Fortunately, unlike active shooter attacks or other natural disasters, such as earthquakes, that don’t provide warnings, we usually know when we are in for a bout of bad weather. That’s why monitoring RSS feeds from the National Weather Service is a good idea. (Check out my video interview with Singlewire above for more on this topic.) Additionally, there are services that can deliver automatic notifications to campus safety and security administrators when dangerous weather is approaching.
However, long before any notification is received, hopefully your campus buildings have been designed to withstand weather threats. If possible, your campus’ likely exposure to various types of weather, which should be determined by a vulnerability assessment, should dictate a building’s design and location.
Is your facility located in an area prone to tornadoes? Perhaps consider building a safe room, or at the very least, clearly designate the best available shelter. Is your campus in a flood zone? If so, it’s probably not a good idea to put your generators and data storage/IT equipment in the basement, especially if the building is next to a stream running through campus. Is your building in an area that is considered high-risk for wildfires? Then it’s advisable to frequently clear away surrounding brush.
Campuses must also determine under what circumstances and how they’ll send students home, evacuate patients, shelter in place or some other option. Inclement weather plans for a large high school hosting a football game in the fall might be very different than the plans for that same campus hosting a small choir performance in the early spring. The hurricane evacuation plans for hospitals in Houston or Florida would almost certainly be very different than the wildfire evacuation plans for hospitals on the West Coast.
And then there are the majority of times when weather issues aren’t as severe as a hurricane or tornado but still have the potential to cause injury. During these times, you might determine your organization should monitor the situation and take steps to mitigate the risks.

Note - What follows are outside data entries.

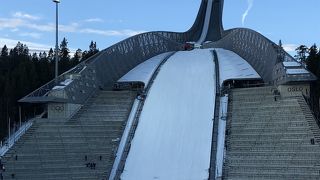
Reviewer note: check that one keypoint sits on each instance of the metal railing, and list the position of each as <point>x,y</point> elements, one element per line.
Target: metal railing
<point>260,52</point>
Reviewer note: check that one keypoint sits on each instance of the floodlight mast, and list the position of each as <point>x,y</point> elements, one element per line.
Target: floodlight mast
<point>57,48</point>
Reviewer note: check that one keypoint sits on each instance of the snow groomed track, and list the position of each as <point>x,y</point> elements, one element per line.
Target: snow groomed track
<point>173,138</point>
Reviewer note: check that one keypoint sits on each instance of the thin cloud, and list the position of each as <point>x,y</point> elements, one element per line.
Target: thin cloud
<point>32,35</point>
<point>245,14</point>
<point>93,20</point>
<point>126,32</point>
<point>11,23</point>
<point>25,16</point>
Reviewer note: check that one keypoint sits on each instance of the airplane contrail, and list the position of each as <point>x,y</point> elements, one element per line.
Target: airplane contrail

For example, during a heat wave, you provide extra water, shade and cooling stations to outdoor event attendees or athletes practicing on the football field. Or, perhaps, you are hosting an outdoor activity where there is a slight chance of rain. It would be wise to have a plan of action to address the potential for lightning.
And then, of course, your organization must determine how you will communicate with your students, staff, clinicians, visitors and the surrounding community so they respond effectively to the threat. Will you use text alerts? A public address system? Email? Loudspeakers? Bull horns? Desktop popups? Digital signage? Some or all of these technologies? Be sure to reach the sight impaired and hearing impaired, as well as individuals who might not understand English.

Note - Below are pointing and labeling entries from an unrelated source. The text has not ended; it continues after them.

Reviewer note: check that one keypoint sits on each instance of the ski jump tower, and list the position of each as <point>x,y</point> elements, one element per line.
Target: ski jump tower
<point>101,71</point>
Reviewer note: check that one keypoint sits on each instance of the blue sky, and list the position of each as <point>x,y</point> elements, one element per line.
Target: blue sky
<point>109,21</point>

I urge all campus protection pros to take a good, hard look at your weather response plans. Remember, weather hazards don’t just happen in their designated seasons. Tornadoes happen all year long and tropical depressions have occurred before June 1 and after November 1. In California, officials are now saying there really isn’t a fire season anymore because wildfires happen 12 months of the year.
What I’ve covered only scratches the surface when it comes to weather emergency preparedness. Many of you probably already understand the gravity of this issue, but perhaps it’s not top of mind right now. Let this article be your friendly reminder to make it a priority.